Changes in the selection of SL-addition sites (SASs) associated with the temperature treatment in L. major promastigotes. (A) Schematic representation of the SASs used for trans-splicing of transcripts LmjF.29.T2240, LmjF.34.T1100, LmjF.21.T0891, LmjF.36.T6610 and LmjF.18.T0020 as determined by position of SL-containing RNA-seq reads for each one of the three experimental replicates from either promastigotes grown at 26 °C (blue) or promastigotes incubated for 2 h at 37 °C (red). For each transcript, the relative coverage is shown according to the scale indicated. Below each graph, the position of the CDS (grey arrow), transcript (black arrow) and the size and position of the expected PCR amplification products are shown. (B) PCR amplification of cDNA synthetized from RNA samples of parasites incubated at either 26 °C or 37 °C. For each transcript, a specific oligonucleotide and a common SL-oligonucleotide were used (oligonucleotide sequences are indicated in the Methods section). The negative control, C-(2240), consisted of the amplification from the RNA samples (without retrotranscription step) using the LmjF.29.T2240-specific oligonucleotide and the SL-oligonuclotide.
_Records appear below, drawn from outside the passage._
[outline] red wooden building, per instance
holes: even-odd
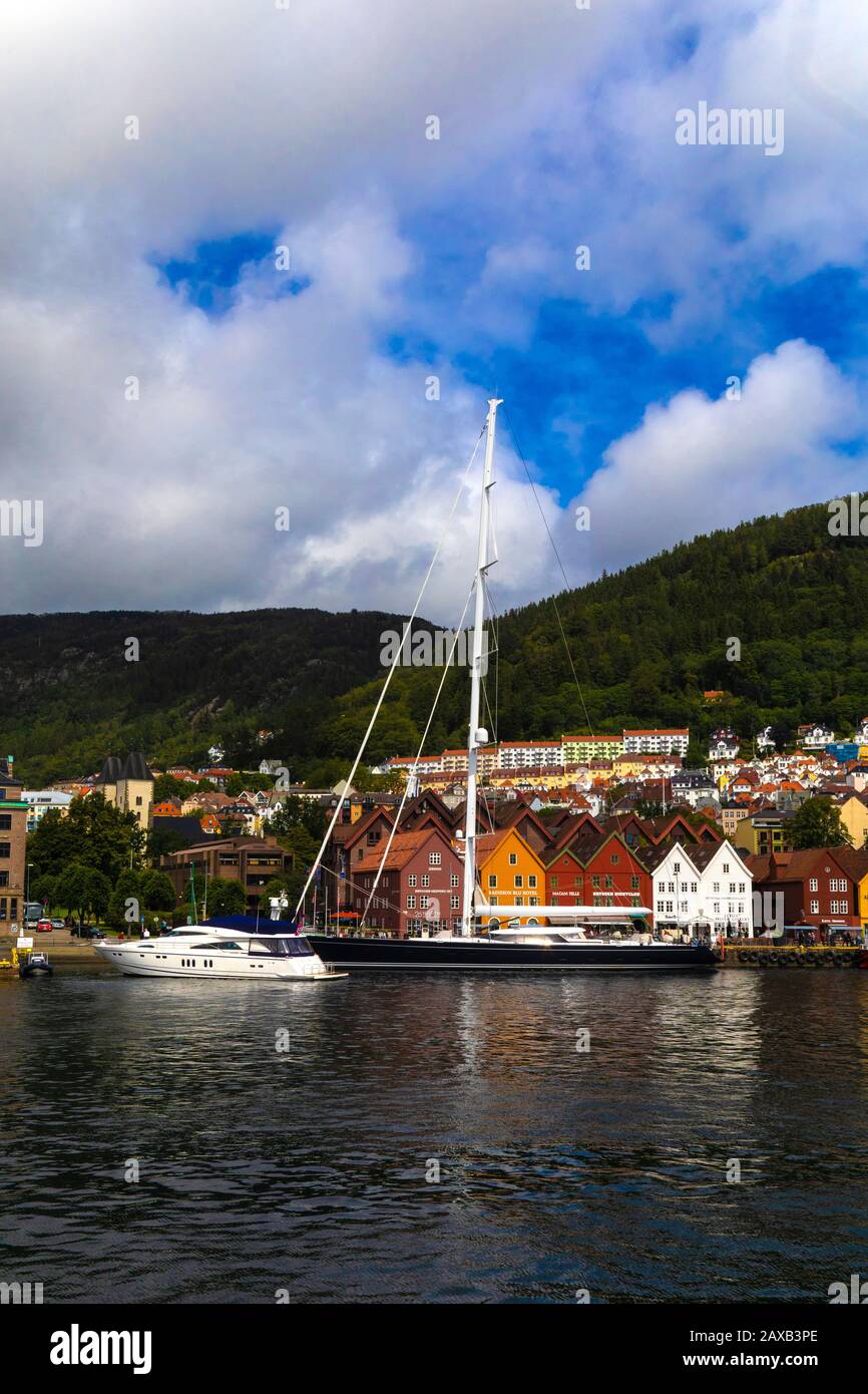
[[[405,937],[424,926],[456,930],[461,923],[464,863],[436,828],[396,832],[371,906],[382,848],[352,867],[352,909],[378,930]]]

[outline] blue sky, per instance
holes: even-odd
[[[8,608],[408,609],[493,390],[575,583],[864,487],[860,0],[15,25],[0,449],[46,542],[0,549]],[[779,118],[780,148],[680,144],[709,107]],[[559,570],[506,429],[497,470],[516,604]]]

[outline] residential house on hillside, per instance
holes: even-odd
[[[754,811],[755,804],[750,793],[738,795],[737,799],[727,799],[726,803],[720,806],[720,827],[723,828],[723,836],[731,842],[736,828],[741,820],[750,817]]]
[[[24,789],[21,797],[26,803],[26,831],[33,832],[49,810],[54,810],[61,818],[70,811],[72,795],[61,789]]]
[[[516,828],[476,838],[476,874],[492,910],[497,905],[542,905],[545,861]]]
[[[651,906],[652,884],[641,856],[617,832],[573,839],[546,864],[548,905]]]
[[[268,882],[291,871],[294,864],[294,855],[286,852],[276,838],[213,838],[160,857],[160,870],[171,877],[178,903],[188,899],[191,877],[195,877],[199,906],[205,895],[205,877],[209,881],[223,877],[241,882],[249,914],[256,914],[259,896]]]
[[[680,842],[642,853],[653,881],[655,928],[708,924],[713,934],[754,933],[752,875],[730,842]]]
[[[708,803],[718,799],[718,785],[708,769],[679,769],[670,779],[672,796],[677,803],[688,803],[695,809],[698,803]]]
[[[624,751],[623,736],[561,736],[560,743],[564,765],[616,760]]]
[[[835,732],[822,721],[808,722],[796,730],[796,743],[805,750],[825,750],[835,740]]]
[[[855,914],[862,937],[865,937],[868,933],[868,848],[836,848],[835,859],[855,887]]]
[[[847,863],[851,870],[847,870]],[[782,894],[786,924],[858,926],[857,874],[837,848],[751,856],[758,891]]]
[[[382,855],[393,820],[385,809],[371,809],[355,822],[337,822],[322,859],[330,910],[354,907],[355,875],[366,857]]]

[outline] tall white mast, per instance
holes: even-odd
[[[490,499],[493,485],[492,466],[495,463],[495,428],[500,397],[492,397],[488,404],[488,436],[485,441],[485,468],[482,474],[482,503],[479,506],[479,548],[476,552],[476,608],[474,618],[474,654],[470,684],[470,735],[467,742],[467,817],[464,822],[464,912],[461,934],[474,933],[474,901],[476,891],[476,753],[488,744],[488,730],[479,726],[479,697],[482,691],[482,641],[485,620],[483,579],[489,566]]]

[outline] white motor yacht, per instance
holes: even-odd
[[[326,966],[304,934],[188,926],[153,940],[102,940],[93,948],[135,977],[244,977],[322,981],[346,977]]]

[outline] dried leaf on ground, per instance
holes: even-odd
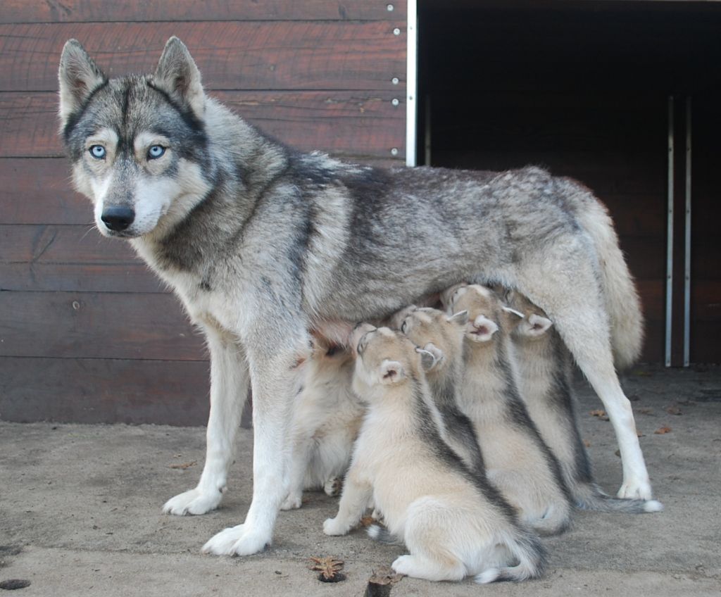
[[[311,557],[311,562],[313,563],[311,565],[310,569],[320,572],[318,576],[319,580],[322,580],[324,583],[335,583],[345,579],[345,575],[340,573],[345,564],[343,560],[337,560],[332,556],[327,556],[326,557]]]
[[[373,571],[373,576],[368,579],[368,583],[375,585],[394,585],[405,575],[397,574],[390,566],[381,566]]]
[[[190,469],[191,466],[194,466],[198,464],[197,460],[192,460],[190,462],[183,462],[182,464],[170,464],[169,467],[171,469],[181,469],[185,470],[185,469]]]

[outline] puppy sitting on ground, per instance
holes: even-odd
[[[544,554],[537,538],[441,438],[422,365],[432,366],[435,357],[386,327],[363,324],[352,342],[353,389],[368,410],[326,534],[348,533],[372,498],[410,552],[393,562],[397,572],[429,580],[474,575],[478,583],[539,576]]]
[[[290,490],[282,510],[300,508],[303,490],[340,492],[363,408],[350,388],[353,357],[314,340],[303,389],[293,405]]]
[[[485,476],[483,456],[473,423],[458,406],[468,313],[448,317],[436,309],[411,305],[396,314],[392,321],[416,346],[435,358],[425,377],[443,420],[441,435],[472,472]]]
[[[611,498],[596,484],[578,430],[570,353],[540,307],[516,292],[507,292],[504,298],[524,315],[511,332],[521,395],[541,437],[557,459],[575,505],[601,512],[662,510],[655,500]]]
[[[473,421],[488,479],[544,534],[560,533],[572,510],[555,457],[539,435],[521,398],[508,331],[514,314],[479,285],[443,294],[448,312],[468,311],[461,410]]]

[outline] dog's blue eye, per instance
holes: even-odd
[[[96,159],[102,159],[105,157],[105,148],[102,145],[91,145],[89,150],[90,155]]]
[[[148,150],[148,159],[157,159],[165,153],[165,148],[162,145],[153,145]]]

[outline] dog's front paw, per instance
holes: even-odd
[[[624,500],[650,500],[651,484],[649,481],[631,480],[624,482],[616,497]]]
[[[347,524],[342,524],[337,516],[335,518],[327,518],[323,523],[323,532],[327,535],[337,536],[338,535],[347,535],[350,530]]]
[[[220,490],[201,492],[196,487],[171,498],[163,506],[163,512],[177,516],[205,514],[218,508],[222,499],[223,493]]]
[[[251,555],[262,551],[270,542],[270,537],[254,533],[245,525],[239,524],[211,537],[201,551],[215,555]]]
[[[299,494],[291,494],[280,505],[280,510],[297,510],[303,503],[303,496]]]

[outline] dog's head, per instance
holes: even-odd
[[[134,238],[180,221],[210,191],[207,100],[177,37],[152,75],[109,79],[70,40],[58,73],[61,134],[76,187],[105,236]]]

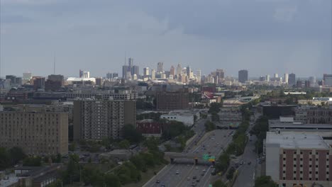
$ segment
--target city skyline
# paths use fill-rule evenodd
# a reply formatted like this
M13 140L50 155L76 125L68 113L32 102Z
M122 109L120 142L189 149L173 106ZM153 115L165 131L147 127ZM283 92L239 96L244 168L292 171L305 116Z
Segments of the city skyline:
M256 8L260 6L265 9ZM136 64L151 69L163 62L167 69L181 63L202 74L218 67L233 76L241 69L248 69L249 76L262 72L321 76L331 70L330 7L327 0L4 0L1 74L47 76L53 72L55 57L56 74L74 76L77 69L92 76L120 73L127 51ZM192 25L195 11L205 16ZM189 18L184 12L190 12Z

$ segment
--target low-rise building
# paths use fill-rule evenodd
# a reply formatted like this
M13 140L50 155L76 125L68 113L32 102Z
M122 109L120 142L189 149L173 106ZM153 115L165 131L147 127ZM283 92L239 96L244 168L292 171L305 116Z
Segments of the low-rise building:
M192 126L195 123L195 115L197 117L197 113L190 112L189 110L174 110L168 114L162 114L160 115L160 119L166 119L168 120L175 120L183 123L187 126Z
HindIII-digested DNA of bacteriophage Φ29 was used as size marker (lane Φ29), and the size of relevant bands is indicated on the left. (C) Analysis by Northern blotting of transcripts derived from gene LmjF.28.3032 in RNA samples derived from parasites incubated at 26 or 37 °C. Bottom, methylene blue (MeBl) staining of the membrane used for hybridization. Uncropped images shown in Supplementary Figure 2.